Die Wirtschaft der Hauptstadt ist vor größeren Verwerfungen und Krisen weitgehend verschont geblieben.

Berlin.  Das Konjunkturklima in der Berliner Wirtschaft ist ungetrübt positiv. Das geht aus dem am Montag vorgelegten Konjunkturbericht der Industrie- und Handelskammer (IHK) sowie der Handwerkskammer Berlin hervor. Insbesondere bei den privaten Dienstleistungen steigt die Beschäftigung. Die Kaufkraft nimmt zu. Die Steuereinnahmen wachsen. Mit diesen drei Trends beschrieb Christian Wiesenhütter, stellvertretender Hauptgeschäftsführer der IHK Berlin, die aktuelle Lage der Hauptstadt-Konjunktur. „Es gab auch keine größeren ökonomischen Verwerfungen.“ Die Daten seien allerdings vor dem Beginn der VW-Krise erhoben worden. Auf die Berliner Wirtschaft wirken sich der stabile Euro, der niedrige Ölpreis und die niedrigen Zinsen positiv aus.

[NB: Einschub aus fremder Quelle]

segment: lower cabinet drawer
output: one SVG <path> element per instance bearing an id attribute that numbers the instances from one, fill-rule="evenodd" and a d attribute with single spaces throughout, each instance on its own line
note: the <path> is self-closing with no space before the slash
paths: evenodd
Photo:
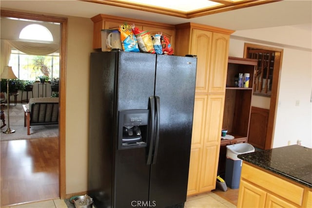
<path id="1" fill-rule="evenodd" d="M 241 177 L 298 206 L 302 204 L 304 189 L 275 175 L 244 163 Z"/>

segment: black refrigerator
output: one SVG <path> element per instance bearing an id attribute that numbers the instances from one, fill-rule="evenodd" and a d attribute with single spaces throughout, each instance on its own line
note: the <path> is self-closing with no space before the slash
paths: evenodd
<path id="1" fill-rule="evenodd" d="M 97 208 L 184 207 L 196 61 L 91 53 L 88 193 Z"/>

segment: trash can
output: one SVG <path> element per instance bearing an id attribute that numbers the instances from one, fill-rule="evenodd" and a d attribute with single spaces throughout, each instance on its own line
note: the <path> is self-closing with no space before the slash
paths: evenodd
<path id="1" fill-rule="evenodd" d="M 225 182 L 232 189 L 238 189 L 243 161 L 237 158 L 238 154 L 254 151 L 250 144 L 240 143 L 226 146 Z"/>

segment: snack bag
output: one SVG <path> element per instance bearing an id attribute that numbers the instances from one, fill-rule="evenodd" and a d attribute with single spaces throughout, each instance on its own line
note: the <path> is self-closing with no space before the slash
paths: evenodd
<path id="1" fill-rule="evenodd" d="M 120 40 L 122 43 L 122 49 L 124 51 L 128 52 L 139 52 L 137 41 L 132 32 L 132 27 L 127 24 L 119 26 Z"/>
<path id="2" fill-rule="evenodd" d="M 152 37 L 153 44 L 154 45 L 154 49 L 157 54 L 162 54 L 162 47 L 161 47 L 161 42 L 160 41 L 160 34 L 155 34 Z"/>
<path id="3" fill-rule="evenodd" d="M 148 31 L 140 31 L 134 25 L 133 25 L 132 32 L 136 35 L 140 51 L 151 54 L 155 53 L 151 34 Z"/>
<path id="4" fill-rule="evenodd" d="M 169 40 L 166 36 L 161 34 L 160 41 L 162 46 L 162 53 L 166 55 L 171 55 L 174 53 L 174 49 L 171 47 Z"/>

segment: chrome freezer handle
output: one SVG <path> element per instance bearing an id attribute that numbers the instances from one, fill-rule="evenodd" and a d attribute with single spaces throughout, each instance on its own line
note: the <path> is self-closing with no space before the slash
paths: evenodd
<path id="1" fill-rule="evenodd" d="M 155 150 L 154 150 L 154 156 L 153 157 L 153 164 L 156 163 L 157 159 L 157 153 L 158 152 L 158 146 L 159 143 L 159 125 L 160 123 L 160 100 L 159 97 L 155 96 L 156 99 L 156 118 L 155 118 L 155 122 L 156 126 L 155 127 L 156 130 L 156 141 L 155 141 Z"/>
<path id="2" fill-rule="evenodd" d="M 146 164 L 147 165 L 151 165 L 152 163 L 152 157 L 153 157 L 153 151 L 155 137 L 155 101 L 154 96 L 151 96 L 149 98 L 148 109 L 149 110 L 149 113 L 150 113 L 150 114 L 149 116 L 149 121 L 148 126 L 149 127 L 148 138 L 149 138 L 150 140 L 149 142 L 148 141 L 148 152 L 147 153 Z"/>

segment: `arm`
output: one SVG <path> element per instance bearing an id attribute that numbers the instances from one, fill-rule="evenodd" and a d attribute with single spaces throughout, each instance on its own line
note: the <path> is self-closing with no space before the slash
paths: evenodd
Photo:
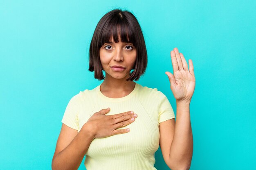
<path id="1" fill-rule="evenodd" d="M 53 170 L 78 169 L 94 139 L 90 126 L 86 123 L 78 133 L 63 124 L 52 162 Z"/>
<path id="2" fill-rule="evenodd" d="M 190 122 L 189 102 L 176 100 L 175 130 L 170 151 L 169 160 L 174 167 L 189 170 L 193 152 L 193 139 Z M 175 170 L 174 168 L 173 170 Z"/>

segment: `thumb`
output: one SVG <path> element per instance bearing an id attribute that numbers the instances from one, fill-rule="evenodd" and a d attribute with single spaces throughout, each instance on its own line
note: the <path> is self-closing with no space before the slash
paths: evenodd
<path id="1" fill-rule="evenodd" d="M 173 75 L 172 74 L 169 72 L 165 72 L 165 74 L 168 76 L 171 86 L 173 86 L 176 83 L 176 81 L 175 80 L 174 76 L 173 76 Z"/>
<path id="2" fill-rule="evenodd" d="M 107 114 L 108 113 L 110 110 L 110 109 L 109 107 L 108 107 L 107 109 L 103 109 L 100 111 L 99 113 L 100 113 L 102 115 L 105 115 L 105 114 Z"/>

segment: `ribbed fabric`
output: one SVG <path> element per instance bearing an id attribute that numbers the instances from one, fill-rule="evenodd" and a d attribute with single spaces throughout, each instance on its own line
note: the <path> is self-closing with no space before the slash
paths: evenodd
<path id="1" fill-rule="evenodd" d="M 68 103 L 61 122 L 79 132 L 94 113 L 103 109 L 110 109 L 106 115 L 129 111 L 138 115 L 134 122 L 117 129 L 130 128 L 128 133 L 92 140 L 84 162 L 88 170 L 156 170 L 155 153 L 159 147 L 159 123 L 175 116 L 163 93 L 135 83 L 132 92 L 124 97 L 104 96 L 100 85 L 80 92 Z"/>

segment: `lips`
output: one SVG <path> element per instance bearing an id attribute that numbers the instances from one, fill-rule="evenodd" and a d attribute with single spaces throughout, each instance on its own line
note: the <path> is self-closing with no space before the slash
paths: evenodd
<path id="1" fill-rule="evenodd" d="M 111 67 L 112 67 L 112 68 L 125 68 L 124 67 L 124 66 L 122 66 L 121 65 L 113 65 Z"/>

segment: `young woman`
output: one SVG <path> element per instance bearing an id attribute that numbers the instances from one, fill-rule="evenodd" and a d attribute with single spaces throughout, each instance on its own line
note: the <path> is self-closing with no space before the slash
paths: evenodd
<path id="1" fill-rule="evenodd" d="M 159 145 L 170 168 L 189 169 L 193 153 L 189 104 L 195 85 L 193 68 L 190 60 L 188 70 L 177 48 L 171 54 L 174 74 L 166 74 L 176 99 L 176 124 L 166 96 L 133 81 L 144 74 L 147 63 L 137 19 L 118 9 L 105 14 L 91 42 L 89 68 L 95 78 L 104 81 L 70 101 L 52 169 L 77 169 L 86 155 L 88 170 L 155 170 L 155 153 Z"/>

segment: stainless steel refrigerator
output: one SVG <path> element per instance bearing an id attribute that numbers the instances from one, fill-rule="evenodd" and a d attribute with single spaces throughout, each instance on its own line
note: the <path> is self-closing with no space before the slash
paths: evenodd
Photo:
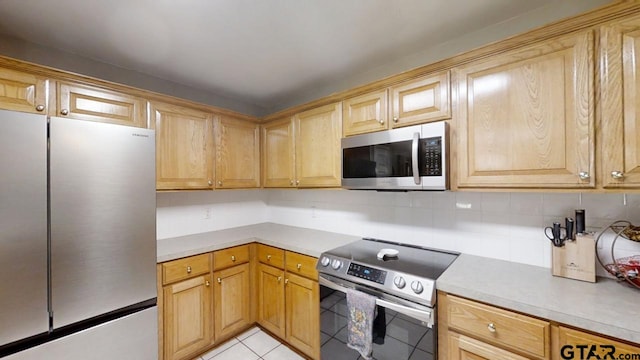
<path id="1" fill-rule="evenodd" d="M 157 359 L 152 130 L 0 110 L 0 357 Z"/>

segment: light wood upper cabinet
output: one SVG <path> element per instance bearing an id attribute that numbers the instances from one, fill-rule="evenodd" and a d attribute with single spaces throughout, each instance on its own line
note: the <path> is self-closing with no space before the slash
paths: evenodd
<path id="1" fill-rule="evenodd" d="M 601 29 L 600 180 L 640 187 L 640 17 Z"/>
<path id="2" fill-rule="evenodd" d="M 391 126 L 451 118 L 449 71 L 406 81 L 389 89 Z"/>
<path id="3" fill-rule="evenodd" d="M 295 187 L 295 138 L 289 118 L 262 126 L 264 187 Z"/>
<path id="4" fill-rule="evenodd" d="M 221 116 L 215 122 L 216 188 L 260 186 L 258 124 Z"/>
<path id="5" fill-rule="evenodd" d="M 164 287 L 164 358 L 191 359 L 213 342 L 211 276 Z"/>
<path id="6" fill-rule="evenodd" d="M 213 273 L 216 341 L 225 339 L 251 324 L 249 264 Z"/>
<path id="7" fill-rule="evenodd" d="M 286 340 L 320 359 L 320 288 L 317 281 L 286 274 Z"/>
<path id="8" fill-rule="evenodd" d="M 56 116 L 147 127 L 146 102 L 128 94 L 59 81 Z"/>
<path id="9" fill-rule="evenodd" d="M 44 77 L 0 68 L 0 109 L 46 114 L 47 85 Z"/>
<path id="10" fill-rule="evenodd" d="M 458 188 L 592 188 L 593 33 L 454 69 Z"/>
<path id="11" fill-rule="evenodd" d="M 335 103 L 294 116 L 297 186 L 340 186 L 341 110 Z"/>
<path id="12" fill-rule="evenodd" d="M 342 115 L 342 135 L 345 137 L 388 129 L 387 90 L 343 101 Z"/>
<path id="13" fill-rule="evenodd" d="M 213 188 L 213 115 L 160 102 L 149 107 L 156 130 L 156 188 Z"/>

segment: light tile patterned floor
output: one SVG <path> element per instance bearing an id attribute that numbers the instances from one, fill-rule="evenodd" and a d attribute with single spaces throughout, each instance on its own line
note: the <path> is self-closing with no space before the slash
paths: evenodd
<path id="1" fill-rule="evenodd" d="M 258 327 L 228 340 L 193 360 L 304 360 Z"/>

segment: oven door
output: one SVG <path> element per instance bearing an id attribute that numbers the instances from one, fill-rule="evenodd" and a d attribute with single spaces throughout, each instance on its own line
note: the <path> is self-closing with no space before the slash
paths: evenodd
<path id="1" fill-rule="evenodd" d="M 321 358 L 362 359 L 347 343 L 347 287 L 367 292 L 376 297 L 377 290 L 363 287 L 333 276 L 320 274 L 321 292 Z M 383 343 L 373 344 L 373 358 L 377 360 L 436 359 L 437 333 L 433 320 L 435 308 L 418 304 L 409 306 L 393 297 L 379 297 L 378 313 L 384 309 L 386 334 Z M 427 320 L 427 321 L 424 321 Z M 380 342 L 380 341 L 378 341 Z"/>

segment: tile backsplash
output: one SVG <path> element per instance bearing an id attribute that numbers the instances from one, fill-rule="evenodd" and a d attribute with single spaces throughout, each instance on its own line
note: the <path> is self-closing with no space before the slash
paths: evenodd
<path id="1" fill-rule="evenodd" d="M 620 219 L 640 224 L 636 193 L 229 190 L 159 193 L 158 238 L 270 221 L 550 267 L 543 228 L 575 209 L 586 210 L 593 231 Z M 631 254 L 640 244 L 616 243 L 616 256 Z"/>

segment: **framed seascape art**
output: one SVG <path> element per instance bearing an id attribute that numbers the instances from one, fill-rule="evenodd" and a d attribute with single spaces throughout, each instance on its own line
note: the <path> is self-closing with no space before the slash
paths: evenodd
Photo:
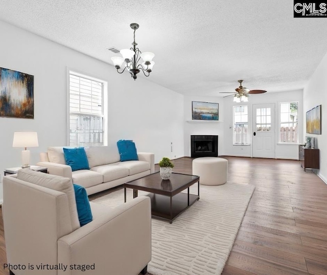
<path id="1" fill-rule="evenodd" d="M 192 101 L 192 119 L 219 120 L 219 107 L 218 103 Z"/>
<path id="2" fill-rule="evenodd" d="M 0 117 L 34 118 L 34 78 L 0 68 Z"/>
<path id="3" fill-rule="evenodd" d="M 321 134 L 321 105 L 307 112 L 307 133 Z"/>

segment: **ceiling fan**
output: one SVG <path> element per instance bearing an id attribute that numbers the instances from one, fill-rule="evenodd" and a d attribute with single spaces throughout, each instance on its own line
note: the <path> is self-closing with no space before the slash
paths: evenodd
<path id="1" fill-rule="evenodd" d="M 242 82 L 244 80 L 238 80 L 240 83 L 240 87 L 235 89 L 236 92 L 221 92 L 220 94 L 233 94 L 233 95 L 229 95 L 224 97 L 227 97 L 227 96 L 234 96 L 235 102 L 240 102 L 241 101 L 247 102 L 248 97 L 250 94 L 263 94 L 266 93 L 267 91 L 264 90 L 250 90 L 249 89 L 243 87 L 242 86 Z"/>

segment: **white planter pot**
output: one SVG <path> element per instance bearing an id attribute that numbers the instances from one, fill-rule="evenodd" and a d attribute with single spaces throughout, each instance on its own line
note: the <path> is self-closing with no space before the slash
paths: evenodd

Der Dienstleistungssektor erzeugt nach Wiesenhütters Worten die Wachstumsenergie für die ganze Wirtschaft. „Wir müssen uns von der Vorstellung lösen, dass dieser Bereich wenig wertschöpfend ist.“ Im Dienstleistungsbiotop finden Einzelhändler Märkte – zunehmend auch mit Hilfe des Netzes.

Ferner bricht die Zahl der Touristen Rekorde. In Berliner wurden im ersten Halbjahr 2015 insgesamt 5,8 Millionen Gäste begrüßt, von denen 2,2 Millionen aus dem Ausland kamen. Das waren insgesamt 4,9 Prozent beziehungsweise 9,0 Prozent mehr als im gleichen Zeitraum des Vorjahres, wie das Amt für Statistik Berlin-Brandenburg errechnet hat. Auch das Gastgewerbe erzielte im ersten Halbjahr 2015 nach vorläufigen Berechnungen fünf Prozent höhere Umsätze als noch ein Jahr zuvor.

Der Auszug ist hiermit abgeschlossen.